Por 9 votos a 1, os ministros do Supremo Tribunal Federal (STF) rejeitaram a possibilidade de existência do direito ao esquecimento na esfera cível. Tal dispositivo não constava na legislação brasileira, mas sua premissa chegou a ser usada por magistrados em algumas decisões e a Suprema Corte analisava um recurso extraordinário com repercussão geral –– ou seja, um caso específico que terá efeito sobre todos os processos semelhantes e passará a balizá-los.
O debate do “direito ao esquecimento” atinge questões como liberdade de expressão, censura prévia e a própria importância histórica, como foi ressaltado pelos ministros no julgamento. O caso que desencadeou a tomada de decisão foi o assassinato da jovem Aída Curi, que chocou o Rio de Janeiro –– então capital do Brasil e Distrito federal ––, em 1958. Ela foi espancada por três homens por não ceder à tentativa de estupro coletivo, em um apartamento em Copacabana. Após as agressões e desacordada, ela foi jogada da janela e morreu na queda. O crime foi retratado pelo programa “Linha Direta – Justiça”, em 2004, apesar de a família ter pedido que não fosse ao ar.
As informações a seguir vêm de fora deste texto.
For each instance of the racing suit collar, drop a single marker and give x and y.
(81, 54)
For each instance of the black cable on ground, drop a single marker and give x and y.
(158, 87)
Após a veiculação, parentes de Aída foram à Justiça contra a Rede Globo e o caso chegou ao Supremo.
A tese aprovada pelo plenário da Corte foi de que “é incompatível com a Constituição a ideia de um direito ao esquecimento, assim entendido como o poder de obstar, em razão da passagem do tempo, a divulgação de fatos ou dados verídicos e licitamente obtidos e publicados em meios de comunicação social analógicos ou digitais”.
“Eventuais excessos ou abusos no exercício da liberdade de expressão e de informação devem ser analisados caso a caso, a partir dos parâmetros constitucionais –– especialmente os relativos à proteção da honra, da imagem, da privacidade e da personalidade em geral –– e as expressas e específicas previsões legais nos âmbitos penal e cível”, salienta a tese aprovada pelo STF.
O julgamento teve início na quarta-feira e foi finalizado ontem, quando votaram os ministros Cármen Lúcia, Ricardo Lewandowski, Marco Aurélio de Mello e o presidente da Corte, Luiz Fux. Antes, já haviam votado contra o esquecimento os ministros Dias Toffoli, que é o relator, Rosa Weber, Alexandre de Moraes e Kassio Nunes. O ministro Edson Fachin foi o único contrário e Luís Roberto Barroso declarou-se impedido.
Caso histórico
Em seu voto, Fux pontuou que o direito ao esquecimento pode ser aplicado para casos específicos, devendo ser analisado individualmente, mas frisou a importância da história e da informação. “Esse caso, além de histórico, é pedagógico, que se encaixa no direito que a população tem de conhecer fatos históricos, célebres”, argumentou. O ministro ressaltou que o acesso integral e livre à informação “é um dos pilares da democracia, do regime republicano”, em uma época em que se luta contra as fake news.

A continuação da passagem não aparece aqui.